Il porta une main fébrile à son col et tira dessus découvrant une large cicatrice qui barrait son torse et qui permettait de se figurer la gravité de cette très ancienne blessure. Keiji sentit un frisson remonter le long de son échine.

— J’ai à peine vu son visage… Mais j’ai ressenti la même chose… C’était…

Pourquoi avait-il une telle cicatrice ? Les ignemshirs n’avaient quasiment jamais de cicatrice… encore moins d’aussi grosse et large. Qui avait pu surpasser le Loup Immortel au point de lui infliger une blessure d’une telle gravité ? Et comment ? C’était un miracle qu’il ait survécu. Et même l’aspect de cette cicatrice, comme si la peau avait eu beaucoup de mal à se réparer, comme si la mort elle-même s’était introduite dans sa chair.

— Comme est-ce que tu… Je ne comprends pas… Qu’est-ce que tu as ressenti ?

Il se tourna brusquement vers Keiji qui fronça légèrement un sourcil à cause de l’étau du vieil homme sur ses doigts.

— La Singularité… le monde qui se fractionne… Promets-moi que tu le feras.

— Je ne comprends pas, Evan est...

— Rare sont les hommes qui sont conscient qu’il y a le mal qui se tapit dans leur cœur et encore plus rare ceux qui sont capables de le dompter. Promets-le-moi, Sha’Moki. Oui c’est ma dernière volonté, Sha’Moki. Ma dernière…

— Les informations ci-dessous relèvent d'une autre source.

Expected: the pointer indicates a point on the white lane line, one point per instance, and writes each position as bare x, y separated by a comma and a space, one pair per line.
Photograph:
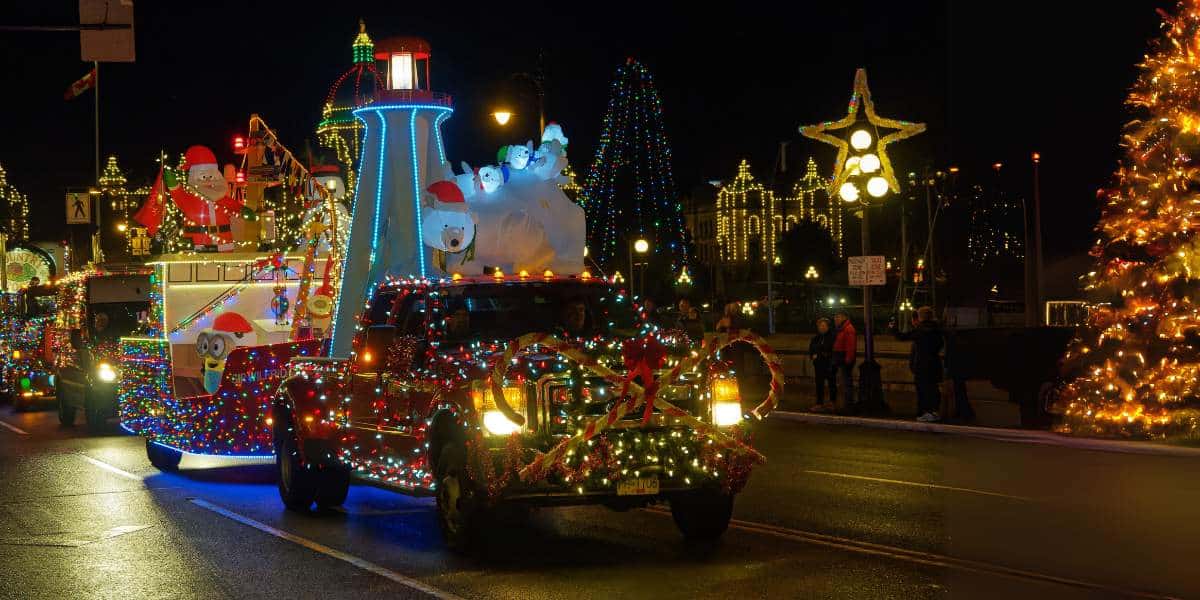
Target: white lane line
366, 565
113, 469
13, 429
916, 484
925, 558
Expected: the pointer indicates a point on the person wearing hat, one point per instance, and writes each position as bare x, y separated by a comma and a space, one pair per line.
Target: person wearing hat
204, 202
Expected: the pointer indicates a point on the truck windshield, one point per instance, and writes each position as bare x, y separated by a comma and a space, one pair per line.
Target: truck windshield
490, 312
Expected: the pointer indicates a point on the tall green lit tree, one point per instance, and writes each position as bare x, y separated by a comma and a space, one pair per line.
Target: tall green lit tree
1137, 363
629, 191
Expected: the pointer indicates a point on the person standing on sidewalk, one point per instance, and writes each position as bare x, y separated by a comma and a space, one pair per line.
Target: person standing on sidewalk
925, 363
821, 352
845, 348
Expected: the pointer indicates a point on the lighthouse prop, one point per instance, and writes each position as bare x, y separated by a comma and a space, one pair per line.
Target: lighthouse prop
414, 216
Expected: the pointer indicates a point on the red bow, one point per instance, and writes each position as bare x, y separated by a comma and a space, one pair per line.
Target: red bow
642, 357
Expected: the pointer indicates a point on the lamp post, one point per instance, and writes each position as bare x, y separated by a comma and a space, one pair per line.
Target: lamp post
641, 246
538, 81
863, 166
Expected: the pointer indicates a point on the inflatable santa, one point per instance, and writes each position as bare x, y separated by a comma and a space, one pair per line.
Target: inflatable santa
204, 203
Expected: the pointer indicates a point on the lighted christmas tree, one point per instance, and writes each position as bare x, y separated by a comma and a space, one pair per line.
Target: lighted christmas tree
13, 210
1137, 363
629, 190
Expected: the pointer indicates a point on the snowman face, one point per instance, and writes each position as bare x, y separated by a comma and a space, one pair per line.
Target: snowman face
519, 156
208, 180
490, 179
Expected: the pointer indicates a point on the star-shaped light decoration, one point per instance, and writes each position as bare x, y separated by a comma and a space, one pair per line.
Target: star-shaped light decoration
862, 97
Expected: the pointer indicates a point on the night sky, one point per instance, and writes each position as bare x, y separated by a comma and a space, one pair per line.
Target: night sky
994, 81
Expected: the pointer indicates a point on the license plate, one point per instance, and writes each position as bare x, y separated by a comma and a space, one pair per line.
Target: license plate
637, 486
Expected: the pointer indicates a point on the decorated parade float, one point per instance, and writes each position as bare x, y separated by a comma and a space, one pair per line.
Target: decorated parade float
247, 283
486, 366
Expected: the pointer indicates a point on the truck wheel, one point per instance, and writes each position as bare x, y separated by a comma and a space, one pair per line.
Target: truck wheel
162, 457
66, 411
298, 483
459, 502
702, 515
334, 484
95, 417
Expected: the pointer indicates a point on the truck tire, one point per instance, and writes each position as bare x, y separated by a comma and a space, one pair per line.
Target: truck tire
460, 505
162, 457
334, 485
702, 515
66, 412
95, 417
298, 481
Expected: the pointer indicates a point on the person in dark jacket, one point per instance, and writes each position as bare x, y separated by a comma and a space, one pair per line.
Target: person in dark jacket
925, 363
821, 352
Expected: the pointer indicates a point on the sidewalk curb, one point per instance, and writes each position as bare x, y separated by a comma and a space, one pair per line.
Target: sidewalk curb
997, 433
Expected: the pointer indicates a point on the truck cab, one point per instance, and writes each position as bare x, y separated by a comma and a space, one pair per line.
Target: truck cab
415, 407
96, 307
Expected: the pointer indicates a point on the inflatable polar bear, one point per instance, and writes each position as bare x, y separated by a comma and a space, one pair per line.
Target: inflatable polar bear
523, 223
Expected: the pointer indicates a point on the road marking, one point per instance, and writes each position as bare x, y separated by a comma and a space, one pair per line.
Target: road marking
113, 469
366, 565
916, 484
925, 558
13, 429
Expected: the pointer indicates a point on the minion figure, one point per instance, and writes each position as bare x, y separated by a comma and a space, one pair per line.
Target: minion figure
215, 343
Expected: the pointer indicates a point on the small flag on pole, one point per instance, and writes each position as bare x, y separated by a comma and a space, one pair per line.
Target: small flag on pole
84, 83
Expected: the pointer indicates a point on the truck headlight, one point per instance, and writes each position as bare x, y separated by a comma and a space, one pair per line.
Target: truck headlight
495, 421
105, 372
726, 402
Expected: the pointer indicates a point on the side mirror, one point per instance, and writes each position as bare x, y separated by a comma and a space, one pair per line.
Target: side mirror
375, 347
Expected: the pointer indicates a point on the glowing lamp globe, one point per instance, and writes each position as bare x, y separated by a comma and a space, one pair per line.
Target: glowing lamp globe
861, 139
877, 186
852, 165
870, 163
849, 192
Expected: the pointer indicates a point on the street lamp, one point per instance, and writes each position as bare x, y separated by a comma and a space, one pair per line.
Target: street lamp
641, 246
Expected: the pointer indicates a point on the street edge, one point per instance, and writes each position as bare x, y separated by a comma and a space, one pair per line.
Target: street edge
996, 433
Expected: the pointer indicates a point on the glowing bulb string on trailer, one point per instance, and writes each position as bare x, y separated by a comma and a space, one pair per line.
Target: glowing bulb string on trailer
228, 294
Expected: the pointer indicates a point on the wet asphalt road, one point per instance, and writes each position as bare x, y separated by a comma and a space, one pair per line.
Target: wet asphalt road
837, 513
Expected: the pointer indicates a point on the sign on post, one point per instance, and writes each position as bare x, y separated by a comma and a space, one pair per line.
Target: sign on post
867, 271
78, 208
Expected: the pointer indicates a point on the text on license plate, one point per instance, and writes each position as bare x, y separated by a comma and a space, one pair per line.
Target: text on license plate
637, 486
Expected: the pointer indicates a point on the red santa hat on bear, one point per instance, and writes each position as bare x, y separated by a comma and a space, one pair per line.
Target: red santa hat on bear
199, 156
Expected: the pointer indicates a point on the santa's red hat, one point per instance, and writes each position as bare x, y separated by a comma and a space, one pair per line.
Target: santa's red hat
232, 323
447, 192
198, 155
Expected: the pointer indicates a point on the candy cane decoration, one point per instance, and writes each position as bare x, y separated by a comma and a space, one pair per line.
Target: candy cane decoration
535, 469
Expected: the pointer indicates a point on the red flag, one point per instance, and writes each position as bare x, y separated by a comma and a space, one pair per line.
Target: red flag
84, 83
153, 210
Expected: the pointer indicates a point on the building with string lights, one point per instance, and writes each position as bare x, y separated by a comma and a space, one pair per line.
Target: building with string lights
339, 131
750, 220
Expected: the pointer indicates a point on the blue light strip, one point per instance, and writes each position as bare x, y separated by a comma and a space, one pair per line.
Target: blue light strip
417, 191
383, 154
437, 132
349, 243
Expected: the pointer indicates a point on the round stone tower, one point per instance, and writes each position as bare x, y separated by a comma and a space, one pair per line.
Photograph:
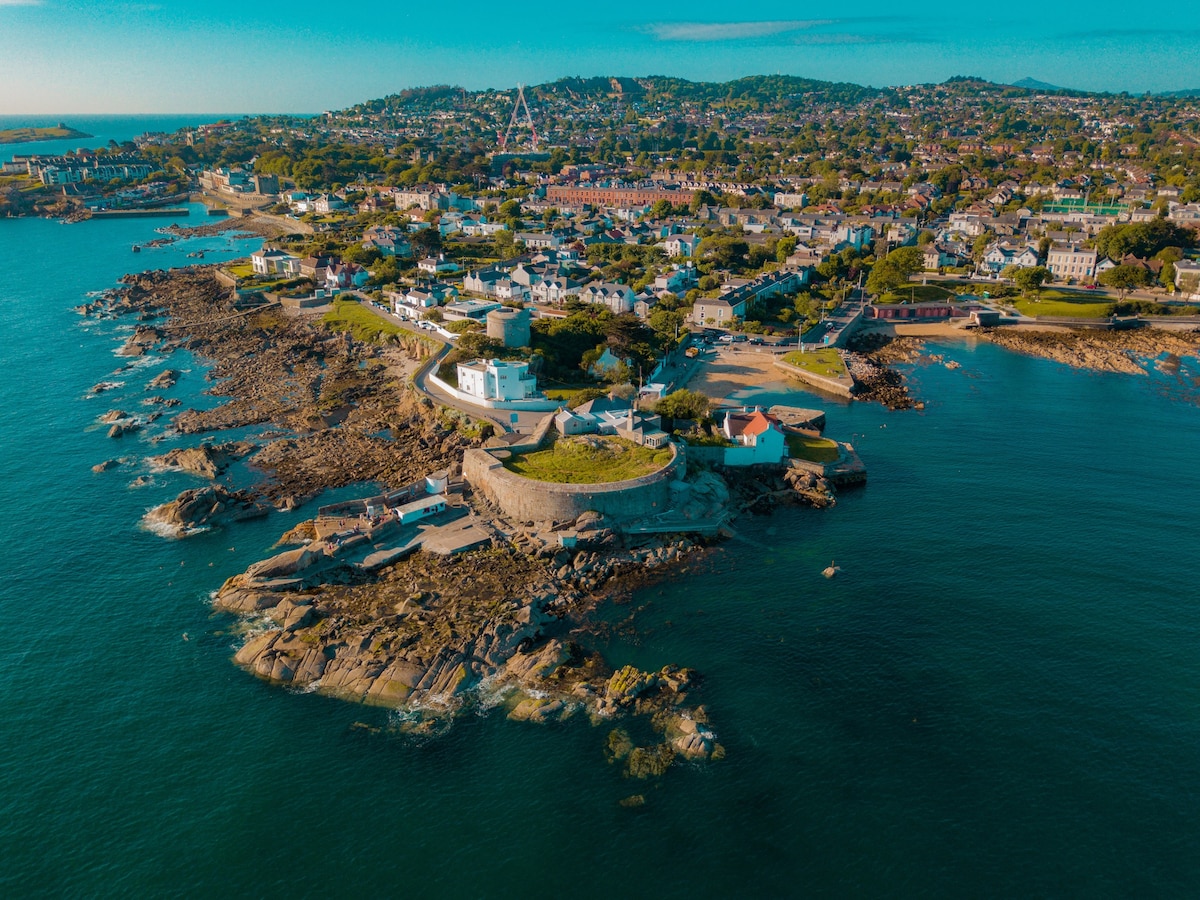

Keiji fut bouleversé par le ton suppliant de son arrière-grand-père qui le dévisageait de ses yeux sombre et effrayé. Il ne semblait plus avoir toute sa tête. Il ne serait apaisé que lorsqu’il lui donnerait sa parole. Tuer Evan ? Cela n’avait aucun sens. Mais après tout même s’il le lui promettait, il savait qu’Evan ne serait un danger pour personne. Il en était certain. Il le connaissait…

— Fais m’en le serment sur l’acier et le sang…

Keiji déglutit difficilement. Un serment d’honneur. Il pouvait le faire. Il connaissait Evan... Vraiment ? Le connaissait-il vraiment ? Il lui avait menti pendant près d’une décennie. Il n’avait jamais agi d’une manière qui aurait pu lui révéler qu’il n’était pas vraiment qui il prétendait. Quelqu’un qui avait agis ainsi toute sa vie, pouvait-on réellement le connaître ? Se connaissait-il lui-même ? Et ces tableaux qu’il peignait. Ces immenses toiles où ne transpiraient que la souffrance et le désespoir… à chaque fois qu’il se mettait en à peindre une, Keiji avait toujours le sentiment de regarder faire quelqu’un d’autre.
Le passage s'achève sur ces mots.